Laptop developed by Google

The Pixelbook (codenamed Eve during development) is a portable laptop/tablet hybrid computer developed by Google which runs ChromeOS. It was announced on October 4, 2017, and was released on October 30. In September 2022, Google canceled future generations of the product and dissolved the team working on it.

Unlike most typical Chromebook devices, the Pixelbook's retail price is much higher at around $1,000, comparable with laptops such as the Microsoft Surface Laptop.

==History==
A rumored Pixel-branded Chromebook was anticipated to be launched at Google's annual fall hardware event in 2017 as a successor to the Chromebook Pixel; it was potentially a spinoff from the prior year's Project Bison, which was anticipated to be a laptop that could convert into a tablet mode. Google developed and launched a similar tablet with a detachable keyboard in 2018 (codenamed 'Nocturne') as the Pixel Slate.

The Pixelbook was planned as the next generation of Google laptops after the Chromebook Pixel laptop was discontinued in 2016. The company realised the Chromebook line had become successful after a slow start, obtaining a market share of 58% of schools in the US, and designed the Pixelbook as a serious industry player that can compete with Apple and Microsoft in this field.

Limited details, the name, and preliminary pricing for the Pixelbook leaked ahead of the official announcement; in addition, a stylus accessory would also be available. The Pixelbook was officially announced on October 4, 2017, at prices starting at .

The Pixelbook Go was announced in October 2019 as a Chromebook with similar performance to the Pixelbook and also equipped with a touchscreen, but the Go dropped tablet mode and stylus support. By September 19, 2020, Google had de-listed all models of the original Pixelbook from its online store, effectively marking its discontinuation.

==Features==
The Pixelbook features a 12.3 inch touchscreen design, allowing the device to be used like a tablet. The device also features Google Assistant with a dedicated button. It runs ChromeOS and can launch Android applications natively. There is a front-facing camera capable of recording video at 720p, 30 frames per second. The hinge allows nearly a full 360° range of motion, enabling the computer to operate in "laptop", "tent", or "tablet" modes, depending on the opening angle.

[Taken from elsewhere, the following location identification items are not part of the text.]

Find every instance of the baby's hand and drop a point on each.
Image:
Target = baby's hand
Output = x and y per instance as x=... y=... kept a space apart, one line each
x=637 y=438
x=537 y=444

It features instant tethering; if a wifi signal is dropped, the Pixelbook will automatically connect to a suitable smartphone signal. Either of the computer's two USB-C ports may be used for charging; using the provided 45 W charger, charging takes up to two hours. The 41 W-hr battery has a claimed life of 10 hours.

Pixelbook initial pricing and configurations
| Processor | RAM | Storage | Graphics | Price (USD/GBP) |
| Core i5-7Y57 | 8 GB | 128 GB | Intel HD 615 | US$999 / £999 |
| 256 GB | US$1,199 / £1,199 |
| Core i7-7Y75 | 16 GB | 512 GB | US$1,699 / £1,699 |

The top-end version with a Core i7 processor was exclusive to the Google Store and availability lagged the other models; it was not available to order until December 2017, with first shipments in January 2018.

===Accessories===
The device is compatible with Pixelbook Pen, a stylus designed for Pixelbook and sold separately for $99/£99. The stylus is pressure- and angle-sensitive, and features latency of just 10 ms. It is powered by a AAAA battery.

==Response==
The Pixelbook had a mixed response from the press, who praised the build quality but questioned the market for the device given the price.

- A review by The Verge said "Just like the iPad Pro, the Pixelbook is an incredibly nice and powerful machine that can handle most of your computing tasks — but probably not all of them."
- A review in The Guardian said "the king of Chromebooks is pricey but first rate."
- A review in Engadget described it as "a premium Chromebook that's worth the price."
- A review in Wired suggested that "I'm not sure anyone will buy one" in October 2017.
- The Financial Times published a positive review of the new Pixelbook, saying there was more functionality offline than in prior models, among other fixed problems.